Furniture and lamp designer Inga Sempé’s fascination with technical details gives her work an idiosyncratic touch. Despite international success, she still has a passion for Paris, says Natasha Edwards
Tiny maquettes clutter the shelves of Inga Sempé’s studio: tables made out of wire and brown parcel paper, larger versions in cardboard, miniature armchairs in crudely stitched foam. The French designer has become known for her lamps and furniture, but it was a fascination with objects that brought her to design.
‘Objects have always interested me,’ she says, a discovery she made as a child on weekly visits to the Paris flea market with her illustrator mother, or objects in the drawings of her father, the cartoonist Sempé. Although she now goes less often, she still loves the flea market, but is also fascinated by eBay. ‘It’s another universe. It’s a very random way of discovering things,’ she says.
‘I always wanted to make technical objects, rather than furniture or lamps. In the beginning, I didn’t consider all those objects that can be assimilated with decoration. I wanted to design tools, telephones, locks, door handles,’ she says. Some objects develop from sketches, then are rendered in 3D; more often she starts from flimsy models. Apart from brief stints working with Marc Newson and Andrée Putmann, Sempé works on her own, which, she explains, makes it easier to propose furniture or lamps to a manufacturer than items for mass production, such as a pressure cooker.

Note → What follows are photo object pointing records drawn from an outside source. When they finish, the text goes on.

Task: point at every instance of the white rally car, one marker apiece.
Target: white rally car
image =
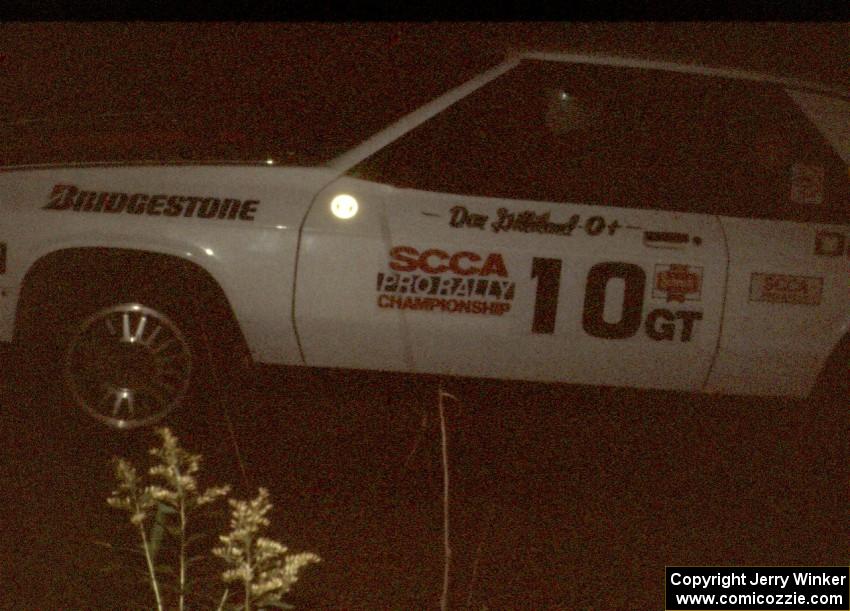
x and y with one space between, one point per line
559 217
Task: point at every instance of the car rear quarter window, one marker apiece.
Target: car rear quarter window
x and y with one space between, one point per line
628 137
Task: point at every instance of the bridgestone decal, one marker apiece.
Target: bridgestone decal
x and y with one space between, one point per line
71 198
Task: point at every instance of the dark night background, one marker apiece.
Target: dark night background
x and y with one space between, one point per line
563 497
358 74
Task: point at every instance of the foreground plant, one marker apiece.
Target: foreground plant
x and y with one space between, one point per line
263 566
266 571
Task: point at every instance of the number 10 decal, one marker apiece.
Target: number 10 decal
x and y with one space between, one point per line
548 275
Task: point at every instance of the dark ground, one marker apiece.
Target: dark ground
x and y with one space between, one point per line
562 497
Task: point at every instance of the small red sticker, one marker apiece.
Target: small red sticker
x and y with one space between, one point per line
677 282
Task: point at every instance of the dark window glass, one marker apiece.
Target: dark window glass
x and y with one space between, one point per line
625 137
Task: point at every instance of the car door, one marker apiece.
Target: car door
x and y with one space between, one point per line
490 245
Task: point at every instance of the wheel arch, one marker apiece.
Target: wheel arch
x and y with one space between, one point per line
57 266
835 368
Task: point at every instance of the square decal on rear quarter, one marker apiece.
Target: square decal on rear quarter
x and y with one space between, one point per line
677 282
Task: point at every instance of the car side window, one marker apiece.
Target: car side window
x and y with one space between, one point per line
551 131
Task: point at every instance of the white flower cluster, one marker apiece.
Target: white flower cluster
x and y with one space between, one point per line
263 566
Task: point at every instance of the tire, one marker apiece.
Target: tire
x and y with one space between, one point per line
119 347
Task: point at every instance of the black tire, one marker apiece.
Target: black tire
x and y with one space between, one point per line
117 343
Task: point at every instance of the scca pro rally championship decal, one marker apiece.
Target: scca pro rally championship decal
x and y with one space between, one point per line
69 197
434 280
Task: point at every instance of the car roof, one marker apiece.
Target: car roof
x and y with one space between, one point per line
677 66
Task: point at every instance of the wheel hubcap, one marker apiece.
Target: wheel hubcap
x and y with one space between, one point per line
128 365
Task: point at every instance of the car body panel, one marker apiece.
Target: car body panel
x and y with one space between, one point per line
725 304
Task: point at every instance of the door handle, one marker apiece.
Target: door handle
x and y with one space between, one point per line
665 239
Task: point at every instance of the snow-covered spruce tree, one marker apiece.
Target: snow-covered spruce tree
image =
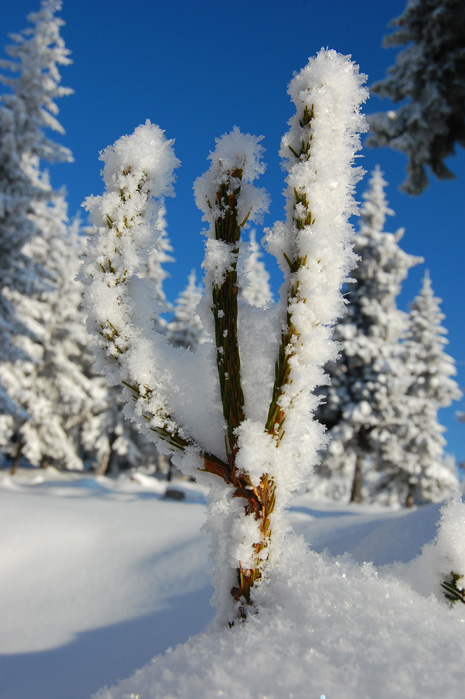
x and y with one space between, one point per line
52 387
249 433
424 474
255 282
428 79
186 328
25 113
362 408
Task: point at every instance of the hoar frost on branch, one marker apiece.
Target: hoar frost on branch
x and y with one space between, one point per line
249 435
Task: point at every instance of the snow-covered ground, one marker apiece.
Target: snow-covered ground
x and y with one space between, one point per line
98 576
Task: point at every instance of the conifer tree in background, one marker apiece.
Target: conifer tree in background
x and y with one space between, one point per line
362 408
25 113
429 75
52 388
422 473
249 434
186 328
255 287
156 272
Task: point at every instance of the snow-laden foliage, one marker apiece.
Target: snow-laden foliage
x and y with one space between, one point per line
255 282
428 80
25 113
249 432
364 406
428 475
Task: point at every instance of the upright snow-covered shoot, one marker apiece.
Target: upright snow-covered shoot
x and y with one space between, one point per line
246 432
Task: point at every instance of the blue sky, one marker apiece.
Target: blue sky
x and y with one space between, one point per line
199 68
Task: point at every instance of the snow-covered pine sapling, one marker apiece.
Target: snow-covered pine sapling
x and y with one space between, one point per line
249 432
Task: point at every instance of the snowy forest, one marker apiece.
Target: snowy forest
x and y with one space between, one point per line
241 393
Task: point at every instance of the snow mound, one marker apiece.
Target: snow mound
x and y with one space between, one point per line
337 629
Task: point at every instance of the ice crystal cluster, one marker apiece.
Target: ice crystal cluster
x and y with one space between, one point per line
238 412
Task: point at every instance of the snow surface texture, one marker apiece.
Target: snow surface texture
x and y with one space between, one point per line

Unlike many of her fellow graduates of the École Nationale Supérieure de Création Industrielle in Paris, who are happy to tackle anything from logos to luxury hotels, Sempé has no desire to move into interior design. ‘I am not interested in creating a total universe. If they want to put one of my lamps next to a sofa that is ugly,’ she says, ‘that’s fine by me.’

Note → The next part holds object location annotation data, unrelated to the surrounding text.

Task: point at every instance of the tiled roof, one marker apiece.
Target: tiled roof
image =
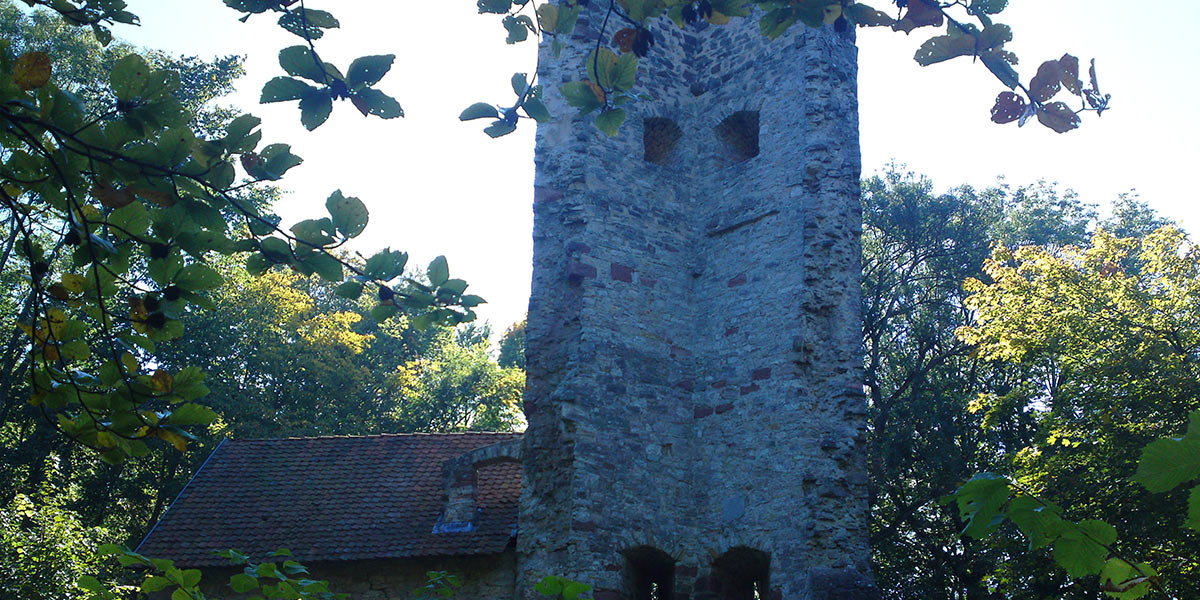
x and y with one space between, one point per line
334 498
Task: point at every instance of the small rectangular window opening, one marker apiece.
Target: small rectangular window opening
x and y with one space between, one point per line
649 574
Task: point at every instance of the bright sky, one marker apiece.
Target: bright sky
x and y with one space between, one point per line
438 186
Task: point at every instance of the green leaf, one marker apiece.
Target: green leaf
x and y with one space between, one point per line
479 111
276 250
130 77
300 61
1000 64
385 264
191 414
175 145
190 577
243 583
240 127
379 103
1168 462
537 111
315 108
979 501
610 121
349 215
282 89
498 129
987 6
520 83
438 271
327 267
366 71
581 95
307 22
1081 550
519 28
941 48
279 159
349 289
1041 523
493 6
91 583
624 72
600 66
454 287
315 231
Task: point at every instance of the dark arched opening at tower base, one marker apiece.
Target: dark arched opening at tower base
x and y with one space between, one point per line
743 574
649 574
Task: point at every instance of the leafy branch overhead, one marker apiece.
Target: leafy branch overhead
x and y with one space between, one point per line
327 82
603 90
118 214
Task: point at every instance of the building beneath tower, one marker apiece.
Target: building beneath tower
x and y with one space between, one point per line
694 385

Like many French designers, however, Sempé bemoans the lack of innovative French furniture companies. ‘In France, very few companies are interested in young designers. It is not like Italy,’ Sempé says. It was Italian manufacturers Cappellini and Edra that gave Sempé her first break.
Sempé refuses to define her style, other than a ‘horror of the 1970s’ and a desire to make things that ‘are different, but not different and stupid’. She particularly admires the work of Konstantin Grcic and Vico Magistretti. ‘Both of them make things that are simple, yet very different. There are plenty of people who do things that are simple, that are banal and boring. With Grcic, it’s simple, yet very elaborate,’ she says. Rather than an aesthetic, with Sempé you notice a taste for technical details and little idiosyncratic touches, reflecting her initially quiet, yet very quirky personality: Brosse storage units for Edra (2002) were made out of industrial brushes, a lamp for Cappellini (2002) turns and rotates. ‘It’s true I like articulated objects. It’s a big fault,’ she says, with self-deprecation, rare in France.’It’s more expensive, it’s fragile. If I could change myself I would.’ A case in point is the raising table, Lunatique, she designed for Ligne Roset, which has a ring pull so you can raise or lower it with one hand (while holding that TV dinner tray in the other), and which then folds flat into the table top, locking it in position.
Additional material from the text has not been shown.